The SEC is already considering a limit up/limit down rule for US equity markets. It would put the market into a “limit state” if a stock moved by a set percentage over a rolling five minute period. During the limit state, executions could not take place outside a specified price band. Unlike a pause, this would allow the market to exit the limit state naturally when contra-side liquidity appeared at a price above the limit price.
The committee has yet to decide whether to allow equity options and futures to continue trading during a limit period. Members argued the crash had demonstrated the interconnectedness of the equity and derivatives markets. They said CME’s Stop Logic Functionality, which allows a five second pause in trading, had worked well on May 6, but that in future such a period could be insufficient if a big news event occurred which could trigger a substantial market movement.
The committee stopped short of calling for an overhaul of the five second pause used by US derivatives exchanges, but said they should examine their pre-trade risk safeguards.
Tinkering with HFT
In the aftermath of the crash, US politicians were quick to declare algorithmic traders at fault, and urged regulators to clamp down on the practice. The committee trod a different path, urging HFT firms to show greater responsibility.
In particular, the report highlighted the CFTC’s recent proposal of new rules to specify certain trading and quoting practices as disruptive of fair and equitable trading – notably executing large orders in a disorderly way. The CFTC is also considering outlining specific duties of supervision relating to monitoring automated trading systems to prevent disruptive trading.
The Committee said it “strongly” believed the CFTC should impose supervisory provisions, similar to those set by the SEC, on any FCM sponsoring algorithmic orders to an exchange. Algo trading firms would have to demonstrate they had carefully evaluated how an algorithm would operate in a number of scenarios engendering high market volatility.

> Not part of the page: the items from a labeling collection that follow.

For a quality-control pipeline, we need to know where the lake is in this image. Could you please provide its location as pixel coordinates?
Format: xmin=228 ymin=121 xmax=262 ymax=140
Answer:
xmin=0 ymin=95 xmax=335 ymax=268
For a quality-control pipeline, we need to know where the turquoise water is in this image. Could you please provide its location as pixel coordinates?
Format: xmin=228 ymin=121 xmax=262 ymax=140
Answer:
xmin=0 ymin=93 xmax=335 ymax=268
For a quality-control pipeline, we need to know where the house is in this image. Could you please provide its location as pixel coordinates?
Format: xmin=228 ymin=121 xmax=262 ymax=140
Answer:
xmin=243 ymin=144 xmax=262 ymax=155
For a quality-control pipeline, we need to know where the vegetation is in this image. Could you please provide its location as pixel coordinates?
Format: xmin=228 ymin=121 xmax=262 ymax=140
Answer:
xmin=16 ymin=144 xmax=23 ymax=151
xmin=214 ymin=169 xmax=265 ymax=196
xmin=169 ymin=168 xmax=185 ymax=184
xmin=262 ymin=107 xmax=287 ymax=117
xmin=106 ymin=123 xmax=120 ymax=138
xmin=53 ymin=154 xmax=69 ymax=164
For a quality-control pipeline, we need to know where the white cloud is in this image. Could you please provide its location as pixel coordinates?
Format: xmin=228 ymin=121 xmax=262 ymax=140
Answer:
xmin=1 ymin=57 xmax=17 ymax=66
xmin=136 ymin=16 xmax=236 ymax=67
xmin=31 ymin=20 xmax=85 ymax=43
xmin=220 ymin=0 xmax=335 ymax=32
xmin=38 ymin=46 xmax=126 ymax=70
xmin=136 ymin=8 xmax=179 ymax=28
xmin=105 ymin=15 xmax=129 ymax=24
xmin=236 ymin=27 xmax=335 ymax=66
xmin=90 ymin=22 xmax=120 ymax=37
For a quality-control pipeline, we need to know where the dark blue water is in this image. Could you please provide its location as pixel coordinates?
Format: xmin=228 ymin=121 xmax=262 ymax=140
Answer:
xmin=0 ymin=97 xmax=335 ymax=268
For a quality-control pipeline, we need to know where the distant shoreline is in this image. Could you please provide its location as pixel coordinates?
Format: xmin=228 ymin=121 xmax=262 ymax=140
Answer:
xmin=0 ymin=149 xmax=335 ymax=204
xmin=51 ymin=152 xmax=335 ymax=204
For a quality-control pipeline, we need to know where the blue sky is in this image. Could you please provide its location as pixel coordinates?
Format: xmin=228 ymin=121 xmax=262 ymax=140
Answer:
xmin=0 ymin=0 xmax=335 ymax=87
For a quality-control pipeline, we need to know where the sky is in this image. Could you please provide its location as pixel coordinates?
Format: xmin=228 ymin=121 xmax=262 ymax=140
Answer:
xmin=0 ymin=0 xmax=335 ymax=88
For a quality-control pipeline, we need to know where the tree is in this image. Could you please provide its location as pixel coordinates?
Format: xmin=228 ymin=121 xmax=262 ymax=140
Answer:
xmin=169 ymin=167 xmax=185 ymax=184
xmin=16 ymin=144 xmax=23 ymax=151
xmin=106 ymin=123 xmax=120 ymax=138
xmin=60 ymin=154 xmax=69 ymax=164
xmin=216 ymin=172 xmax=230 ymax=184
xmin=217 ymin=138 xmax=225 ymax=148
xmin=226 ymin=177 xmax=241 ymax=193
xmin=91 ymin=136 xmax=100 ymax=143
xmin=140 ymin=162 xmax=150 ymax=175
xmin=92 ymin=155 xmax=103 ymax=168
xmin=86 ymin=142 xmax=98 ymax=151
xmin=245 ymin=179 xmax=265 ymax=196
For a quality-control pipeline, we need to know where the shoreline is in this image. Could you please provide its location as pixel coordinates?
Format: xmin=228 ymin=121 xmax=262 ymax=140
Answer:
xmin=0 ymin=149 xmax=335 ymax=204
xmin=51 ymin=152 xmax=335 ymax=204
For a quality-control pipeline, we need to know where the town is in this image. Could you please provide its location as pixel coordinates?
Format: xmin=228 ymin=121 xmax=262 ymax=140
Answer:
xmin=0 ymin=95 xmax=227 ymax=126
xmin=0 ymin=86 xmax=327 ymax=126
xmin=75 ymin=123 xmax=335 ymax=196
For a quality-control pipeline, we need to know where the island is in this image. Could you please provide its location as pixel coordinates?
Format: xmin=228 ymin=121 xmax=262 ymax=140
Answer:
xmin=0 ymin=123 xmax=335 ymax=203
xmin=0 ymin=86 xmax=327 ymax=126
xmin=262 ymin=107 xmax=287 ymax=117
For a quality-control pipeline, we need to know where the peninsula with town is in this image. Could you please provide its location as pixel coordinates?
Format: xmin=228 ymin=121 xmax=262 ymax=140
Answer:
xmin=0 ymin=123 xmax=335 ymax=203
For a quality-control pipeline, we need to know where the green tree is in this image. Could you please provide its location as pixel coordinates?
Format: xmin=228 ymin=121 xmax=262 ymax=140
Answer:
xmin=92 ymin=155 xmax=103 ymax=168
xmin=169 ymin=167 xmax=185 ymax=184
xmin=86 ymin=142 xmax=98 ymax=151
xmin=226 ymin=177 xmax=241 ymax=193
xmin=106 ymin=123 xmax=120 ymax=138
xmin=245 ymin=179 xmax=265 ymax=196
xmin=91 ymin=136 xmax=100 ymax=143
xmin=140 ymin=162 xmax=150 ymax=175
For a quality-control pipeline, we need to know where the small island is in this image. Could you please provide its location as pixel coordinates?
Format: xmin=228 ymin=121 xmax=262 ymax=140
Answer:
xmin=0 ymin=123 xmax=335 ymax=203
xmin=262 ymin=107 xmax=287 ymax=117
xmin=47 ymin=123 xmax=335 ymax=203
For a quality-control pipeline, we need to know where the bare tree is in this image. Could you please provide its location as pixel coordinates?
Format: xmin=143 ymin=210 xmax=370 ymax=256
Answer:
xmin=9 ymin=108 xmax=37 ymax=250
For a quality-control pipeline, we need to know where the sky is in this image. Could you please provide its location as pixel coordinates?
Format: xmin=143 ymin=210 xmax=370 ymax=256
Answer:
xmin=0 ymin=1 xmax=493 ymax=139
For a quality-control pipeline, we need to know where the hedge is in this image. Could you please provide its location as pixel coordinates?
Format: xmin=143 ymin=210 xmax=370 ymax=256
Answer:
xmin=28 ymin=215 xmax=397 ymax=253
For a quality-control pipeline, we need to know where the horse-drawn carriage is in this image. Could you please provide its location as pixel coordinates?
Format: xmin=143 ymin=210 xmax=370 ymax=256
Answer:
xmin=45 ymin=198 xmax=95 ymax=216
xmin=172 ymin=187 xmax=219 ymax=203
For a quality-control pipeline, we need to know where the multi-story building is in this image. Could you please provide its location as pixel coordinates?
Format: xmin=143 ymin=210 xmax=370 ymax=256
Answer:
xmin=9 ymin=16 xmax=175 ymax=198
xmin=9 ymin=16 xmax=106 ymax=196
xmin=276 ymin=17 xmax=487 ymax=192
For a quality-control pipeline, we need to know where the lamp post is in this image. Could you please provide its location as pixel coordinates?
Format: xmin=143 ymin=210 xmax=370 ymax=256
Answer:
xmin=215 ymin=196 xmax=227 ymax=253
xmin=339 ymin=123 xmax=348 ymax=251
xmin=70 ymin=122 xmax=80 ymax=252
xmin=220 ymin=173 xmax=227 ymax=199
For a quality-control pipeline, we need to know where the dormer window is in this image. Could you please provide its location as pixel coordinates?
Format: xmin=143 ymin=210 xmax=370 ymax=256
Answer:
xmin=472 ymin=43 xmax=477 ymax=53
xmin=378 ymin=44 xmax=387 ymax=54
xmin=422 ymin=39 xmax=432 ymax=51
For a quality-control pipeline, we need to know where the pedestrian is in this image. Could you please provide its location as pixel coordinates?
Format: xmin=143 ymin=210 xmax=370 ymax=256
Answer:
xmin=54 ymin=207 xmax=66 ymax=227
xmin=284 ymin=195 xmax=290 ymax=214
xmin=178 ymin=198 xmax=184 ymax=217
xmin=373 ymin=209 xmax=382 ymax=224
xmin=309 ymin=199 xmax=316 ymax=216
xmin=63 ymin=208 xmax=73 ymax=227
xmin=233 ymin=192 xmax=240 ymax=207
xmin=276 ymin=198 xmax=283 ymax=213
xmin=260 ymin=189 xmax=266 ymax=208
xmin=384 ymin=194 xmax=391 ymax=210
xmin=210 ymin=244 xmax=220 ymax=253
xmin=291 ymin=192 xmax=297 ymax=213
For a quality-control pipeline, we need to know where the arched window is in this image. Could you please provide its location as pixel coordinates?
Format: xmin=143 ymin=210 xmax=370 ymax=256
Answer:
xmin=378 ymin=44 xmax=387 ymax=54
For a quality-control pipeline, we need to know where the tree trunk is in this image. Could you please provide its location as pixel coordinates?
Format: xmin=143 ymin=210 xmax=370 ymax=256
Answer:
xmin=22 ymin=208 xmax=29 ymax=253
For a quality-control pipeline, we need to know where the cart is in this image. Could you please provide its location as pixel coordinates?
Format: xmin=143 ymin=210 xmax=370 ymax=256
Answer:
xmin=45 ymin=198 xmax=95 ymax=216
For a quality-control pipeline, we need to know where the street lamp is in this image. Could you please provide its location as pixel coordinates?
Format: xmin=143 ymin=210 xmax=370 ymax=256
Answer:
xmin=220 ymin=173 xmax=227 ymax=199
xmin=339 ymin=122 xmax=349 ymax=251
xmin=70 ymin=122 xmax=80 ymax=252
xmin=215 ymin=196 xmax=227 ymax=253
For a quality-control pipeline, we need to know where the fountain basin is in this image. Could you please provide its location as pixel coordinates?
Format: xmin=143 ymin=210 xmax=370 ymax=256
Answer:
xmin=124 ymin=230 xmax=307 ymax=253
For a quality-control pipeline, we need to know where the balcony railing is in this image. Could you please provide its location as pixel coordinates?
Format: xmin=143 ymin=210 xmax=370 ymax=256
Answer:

Such measures are particularly significant, since one of the triggers for the Flash Crash was the timing of a mutual fund’s algorithmically executed E-Mini S&P 500 Futures sale, which occurred on a bearish day in the markets and at a time of reduced liquidity.
Regulators have not named the firm, though it has been widely reported to be Waddell & Reed Financial. Over about 20 minutes, the firm used an algorithm to sell 75,000 of the futures at CME, worth about $4.1bn, apparently to hedge a long equity position.
Paying for liquidity
Official reports into the day’s events found the crash to be something of a perfect storm, exacerbated by algorithmic trading. A lack of liquidity was cited as the key driver in the collapse.
The committee’s report echoed those findings, but suggested stock exchanges could do more to encourage liquidity in shares.
One method mooted was introducing keener incentives in maker/taker pricing schemes, especially at peak times. Such schemes rebate firms for providing quotes, while those who place orders are charged “taker” access fees.
The committee also said the SEC should look into incentives or rules that would increase a market maker’s responsibilites, for example by making it “regularly” provide quotes that are “reasonably related to the market”.
While the committee was softer on HFT firms than some expected, it did propose that regulators seek ways to make them contribute to the cost of surveillance. .
The CFTC noted schemes in the equity markets which charge HFT players that have high ratios of cancelled trades to actual trades, but it did accept there were several obstacles to introducing similar schemes for derivatives.
“At a minimum, we believe that the participants of those strategies should properly absorb the externalised costs of their activity. While trading is concentrated in the stock index and single stock futures markets, we also believe that the CFTC should evaluate whether a similar fee initiative would be appropriate,” the committee concluded.